Respiratory protection also helps to lower exposures but should be used only in combination with other means to reduce the dust. However, it is important to consider the appropriate protection factor in the selection of respirators as most inexpensive models would provide insufficient protection for the exposures observed.

As in the case of mercury reduction efforts, the adoption of dust controls will require significant outreach and education among miners to encourage the use of wet methods. Unlike the elimination of mercury, the addition of water in mining and ore processing does not reduce the yield of gold and therefore may be more readily accepted by mining communities.

CONCLUSION

Respirable crystalline silica dust exposures in gold mining are known to greatly increase the morbidity and mortality of workers due to silicosis and other silica-related disease. In addition, previous studies conducted in large-scale gold mines have demonstrated that even lower levels of respirable crystalline silica than those reported here are associated with an increased prevalence of TB among miners. Given the high background incidence rates of TB in Tanzania and in other countries with extensive ASGM, workers engaged in ASGM are at much greater risk of TB. In addition, the exposures noted in underground drilling operations will place workers at risk for developing acute silicosis within five years of initial employment unless measures are taken to reduce these exposures.

In light of these results, there is an urgent need to introduce dust control measures to help prevent TB in ASGM communities around the world. Ongoing efforts by WHO, the UN Environment Programme (UNEP), and the Global Environment Facility (GEF), and other bilateral and multilateral aid agencies should immediately incorporate dust controls into mercury reduction efforts in ASGM. Such efforts have the potential to do more to reduce morbidity and mortality among miners than the introduction of mercury capture technology and mercury-free alternatives. However, as most airborne crystalline silica is generated during the mining and processing conducted before the application of mercury at the end stage, a combined approach would have the greatest public health impact.

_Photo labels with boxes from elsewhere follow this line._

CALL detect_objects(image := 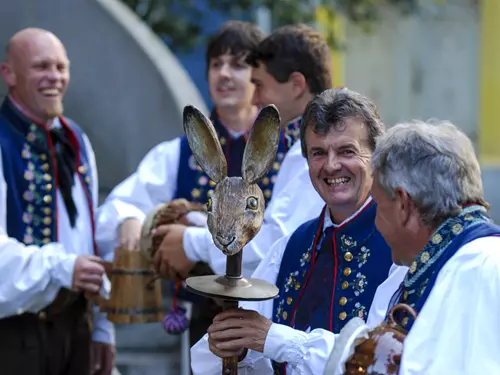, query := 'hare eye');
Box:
[247,197,259,210]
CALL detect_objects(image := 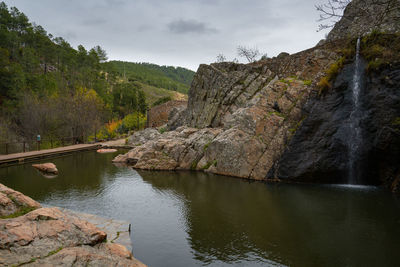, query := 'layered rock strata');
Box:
[114,45,338,180]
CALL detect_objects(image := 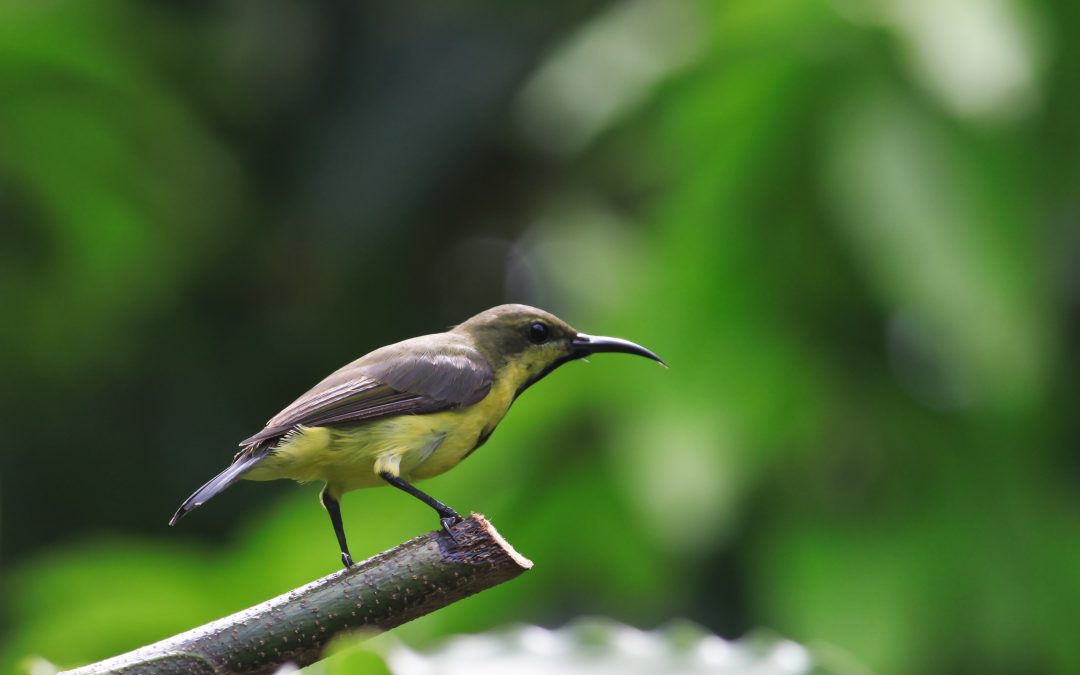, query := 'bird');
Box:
[168,305,666,568]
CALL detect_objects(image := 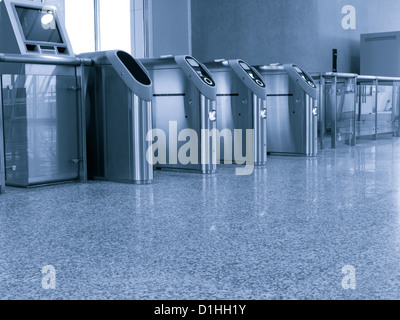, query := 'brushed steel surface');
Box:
[206,62,267,165]
[140,57,218,174]
[260,69,318,156]
[85,64,153,184]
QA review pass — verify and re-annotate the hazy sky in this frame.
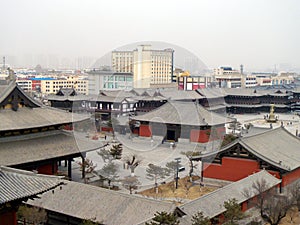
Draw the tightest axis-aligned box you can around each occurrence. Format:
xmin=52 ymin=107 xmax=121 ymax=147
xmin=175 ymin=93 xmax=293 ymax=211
xmin=0 ymin=0 xmax=300 ymax=68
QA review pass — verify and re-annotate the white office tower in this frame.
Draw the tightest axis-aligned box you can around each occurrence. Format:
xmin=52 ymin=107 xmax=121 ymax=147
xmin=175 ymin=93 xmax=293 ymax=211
xmin=112 ymin=45 xmax=174 ymax=88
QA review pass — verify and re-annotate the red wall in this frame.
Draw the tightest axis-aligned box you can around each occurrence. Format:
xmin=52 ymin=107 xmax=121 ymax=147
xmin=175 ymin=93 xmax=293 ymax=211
xmin=282 ymin=168 xmax=300 ymax=187
xmin=0 ymin=211 xmax=17 ymax=225
xmin=190 ymin=127 xmax=225 ymax=143
xmin=139 ymin=124 xmax=152 ymax=137
xmin=203 ymin=157 xmax=260 ymax=181
xmin=101 ymin=127 xmax=113 ymax=132
xmin=37 ymin=164 xmax=58 ymax=175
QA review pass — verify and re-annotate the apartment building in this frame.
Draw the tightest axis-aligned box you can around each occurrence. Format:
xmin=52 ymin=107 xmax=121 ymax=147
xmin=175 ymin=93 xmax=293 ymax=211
xmin=40 ymin=76 xmax=88 ymax=95
xmin=88 ymin=69 xmax=133 ymax=95
xmin=16 ymin=79 xmax=32 ymax=91
xmin=213 ymin=66 xmax=242 ymax=88
xmin=112 ymin=45 xmax=174 ymax=88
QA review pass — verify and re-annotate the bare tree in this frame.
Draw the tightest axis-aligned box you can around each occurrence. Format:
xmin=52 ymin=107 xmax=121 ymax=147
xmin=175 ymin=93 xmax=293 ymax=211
xmin=224 ymin=198 xmax=244 ymax=225
xmin=181 ymin=151 xmax=200 ymax=182
xmin=124 ymin=155 xmax=142 ymax=177
xmin=183 ymin=179 xmax=193 ymax=198
xmin=146 ymin=164 xmax=170 ymax=194
xmin=109 ymin=143 xmax=123 ymax=159
xmin=17 ymin=205 xmax=47 ymax=224
xmin=122 ymin=176 xmax=141 ymax=194
xmin=97 ymin=148 xmax=114 ymax=162
xmin=79 ymin=158 xmax=97 ymax=183
xmin=243 ymin=179 xmax=293 ymax=225
xmin=262 ymin=195 xmax=291 ymax=225
xmin=98 ymin=162 xmax=119 ymax=188
xmin=191 ymin=212 xmax=211 ymax=225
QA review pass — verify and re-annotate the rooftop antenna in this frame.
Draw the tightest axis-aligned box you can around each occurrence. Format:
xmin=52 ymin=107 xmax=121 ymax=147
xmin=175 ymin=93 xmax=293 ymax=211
xmin=3 ymin=56 xmax=5 ymax=70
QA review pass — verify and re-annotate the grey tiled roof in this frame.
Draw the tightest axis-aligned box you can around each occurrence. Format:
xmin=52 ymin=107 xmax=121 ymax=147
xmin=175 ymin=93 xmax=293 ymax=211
xmin=133 ymin=101 xmax=232 ymax=126
xmin=200 ymin=127 xmax=300 ymax=171
xmin=0 ymin=106 xmax=88 ymax=131
xmin=28 ymin=182 xmax=175 ymax=225
xmin=240 ymin=127 xmax=300 ymax=171
xmin=0 ymin=166 xmax=63 ymax=205
xmin=159 ymin=88 xmax=203 ymax=101
xmin=0 ymin=131 xmax=103 ymax=166
xmin=46 ymin=95 xmax=89 ymax=101
xmin=179 ymin=170 xmax=281 ymax=222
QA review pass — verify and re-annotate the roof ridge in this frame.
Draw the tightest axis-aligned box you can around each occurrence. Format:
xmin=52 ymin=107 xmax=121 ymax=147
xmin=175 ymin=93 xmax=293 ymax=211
xmin=180 ymin=170 xmax=281 ymax=207
xmin=66 ymin=181 xmax=174 ymax=205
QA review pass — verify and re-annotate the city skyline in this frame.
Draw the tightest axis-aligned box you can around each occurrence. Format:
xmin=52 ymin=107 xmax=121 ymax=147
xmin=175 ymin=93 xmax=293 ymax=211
xmin=0 ymin=0 xmax=300 ymax=70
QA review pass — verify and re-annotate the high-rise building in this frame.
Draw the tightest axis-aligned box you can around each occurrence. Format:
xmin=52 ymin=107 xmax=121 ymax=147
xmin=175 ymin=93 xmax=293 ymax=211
xmin=112 ymin=45 xmax=174 ymax=88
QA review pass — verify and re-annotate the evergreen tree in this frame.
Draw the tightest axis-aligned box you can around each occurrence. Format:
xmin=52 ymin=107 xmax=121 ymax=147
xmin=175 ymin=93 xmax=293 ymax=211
xmin=146 ymin=211 xmax=179 ymax=225
xmin=192 ymin=212 xmax=210 ymax=225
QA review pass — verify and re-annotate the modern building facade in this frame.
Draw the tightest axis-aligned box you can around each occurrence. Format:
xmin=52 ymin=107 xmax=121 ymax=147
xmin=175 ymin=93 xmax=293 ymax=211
xmin=112 ymin=45 xmax=174 ymax=88
xmin=88 ymin=69 xmax=133 ymax=95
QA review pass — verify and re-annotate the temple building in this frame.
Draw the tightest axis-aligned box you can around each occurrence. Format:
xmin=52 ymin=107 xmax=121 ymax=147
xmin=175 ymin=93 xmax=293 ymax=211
xmin=0 ymin=79 xmax=102 ymax=179
xmin=194 ymin=127 xmax=300 ymax=191
xmin=133 ymin=101 xmax=233 ymax=143
xmin=0 ymin=166 xmax=63 ymax=225
xmin=178 ymin=170 xmax=281 ymax=225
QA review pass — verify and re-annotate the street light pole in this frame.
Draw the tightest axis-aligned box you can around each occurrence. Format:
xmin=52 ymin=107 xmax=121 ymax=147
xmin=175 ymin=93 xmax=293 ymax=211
xmin=175 ymin=158 xmax=181 ymax=189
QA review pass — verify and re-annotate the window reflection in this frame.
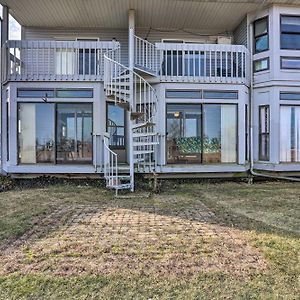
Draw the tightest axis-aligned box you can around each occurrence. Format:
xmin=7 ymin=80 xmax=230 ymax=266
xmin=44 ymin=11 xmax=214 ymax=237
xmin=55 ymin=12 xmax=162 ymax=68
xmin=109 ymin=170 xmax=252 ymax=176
xmin=167 ymin=104 xmax=237 ymax=164
xmin=56 ymin=104 xmax=93 ymax=163
xmin=107 ymin=103 xmax=125 ymax=148
xmin=19 ymin=103 xmax=55 ymax=163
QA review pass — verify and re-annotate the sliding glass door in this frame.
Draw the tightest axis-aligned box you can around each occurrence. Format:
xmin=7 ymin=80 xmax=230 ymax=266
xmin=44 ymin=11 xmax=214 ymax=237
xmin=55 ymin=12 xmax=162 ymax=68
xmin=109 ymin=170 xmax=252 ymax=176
xmin=18 ymin=103 xmax=55 ymax=164
xmin=56 ymin=104 xmax=93 ymax=163
xmin=167 ymin=104 xmax=202 ymax=164
xmin=18 ymin=103 xmax=93 ymax=164
xmin=167 ymin=104 xmax=238 ymax=164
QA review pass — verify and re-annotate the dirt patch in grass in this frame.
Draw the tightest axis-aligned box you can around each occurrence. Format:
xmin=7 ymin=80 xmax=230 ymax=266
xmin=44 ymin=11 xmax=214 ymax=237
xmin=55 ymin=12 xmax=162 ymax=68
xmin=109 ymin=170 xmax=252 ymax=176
xmin=0 ymin=195 xmax=267 ymax=278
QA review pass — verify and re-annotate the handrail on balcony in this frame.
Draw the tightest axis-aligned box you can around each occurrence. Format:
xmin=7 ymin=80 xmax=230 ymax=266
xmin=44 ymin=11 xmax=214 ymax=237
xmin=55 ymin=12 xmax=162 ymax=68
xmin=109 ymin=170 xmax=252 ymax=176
xmin=2 ymin=40 xmax=119 ymax=81
xmin=156 ymin=43 xmax=249 ymax=84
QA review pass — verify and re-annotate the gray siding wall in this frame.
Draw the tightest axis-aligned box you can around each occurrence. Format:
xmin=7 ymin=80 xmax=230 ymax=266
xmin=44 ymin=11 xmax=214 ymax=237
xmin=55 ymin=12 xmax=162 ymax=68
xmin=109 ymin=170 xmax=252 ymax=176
xmin=233 ymin=17 xmax=248 ymax=48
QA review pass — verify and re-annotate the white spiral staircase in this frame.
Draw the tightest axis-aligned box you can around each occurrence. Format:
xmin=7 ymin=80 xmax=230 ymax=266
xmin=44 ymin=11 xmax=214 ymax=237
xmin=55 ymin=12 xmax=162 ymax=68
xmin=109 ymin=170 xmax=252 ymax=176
xmin=104 ymin=37 xmax=158 ymax=192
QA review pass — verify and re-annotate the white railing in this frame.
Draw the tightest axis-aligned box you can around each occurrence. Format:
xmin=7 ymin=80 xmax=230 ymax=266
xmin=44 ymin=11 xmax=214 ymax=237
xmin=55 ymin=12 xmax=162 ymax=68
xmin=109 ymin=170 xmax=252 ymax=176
xmin=156 ymin=43 xmax=249 ymax=84
xmin=103 ymin=136 xmax=119 ymax=188
xmin=104 ymin=45 xmax=158 ymax=186
xmin=3 ymin=40 xmax=119 ymax=81
xmin=134 ymin=36 xmax=160 ymax=75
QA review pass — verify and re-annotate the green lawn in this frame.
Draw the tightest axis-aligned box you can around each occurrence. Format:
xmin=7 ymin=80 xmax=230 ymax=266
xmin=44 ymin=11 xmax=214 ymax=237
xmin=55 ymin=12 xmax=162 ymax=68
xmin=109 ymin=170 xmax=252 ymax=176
xmin=0 ymin=182 xmax=300 ymax=299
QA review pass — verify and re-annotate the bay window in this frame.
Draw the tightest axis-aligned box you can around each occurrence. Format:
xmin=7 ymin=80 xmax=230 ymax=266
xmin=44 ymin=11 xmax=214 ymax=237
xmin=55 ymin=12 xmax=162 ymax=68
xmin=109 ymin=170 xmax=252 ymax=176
xmin=280 ymin=16 xmax=300 ymax=50
xmin=254 ymin=17 xmax=269 ymax=53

Given the expense and challenges of conducting outreach to encourage the implementation of improved work practices in remote and widely dispersed ASGM sites in many countries, the incremental effort to include crystalline silica dust controls is proportionally small. There are significant public health benefits to an integrated approach to introduce wet methods for reducing respirable crystalline silica dust while demonstrating safer mercury use or alternative technologies.

ACKNOWLEDGMENTS

The authors would like to thank EMSL, Inc. for their generous donation of the sample analysis. SKC and Sensidyne provided donated sampling equipment. The non governmental organization AGENDA for Environment and Responsible Development based in Dar es Salaam, Tanzania provided logistical support.

FUNDING

Funding for this project came in part from a grant from the Developing World Outreach Initiative of the American Industrial Hygiene Association, Northern California Section with additional support from Occupational Knowledge International.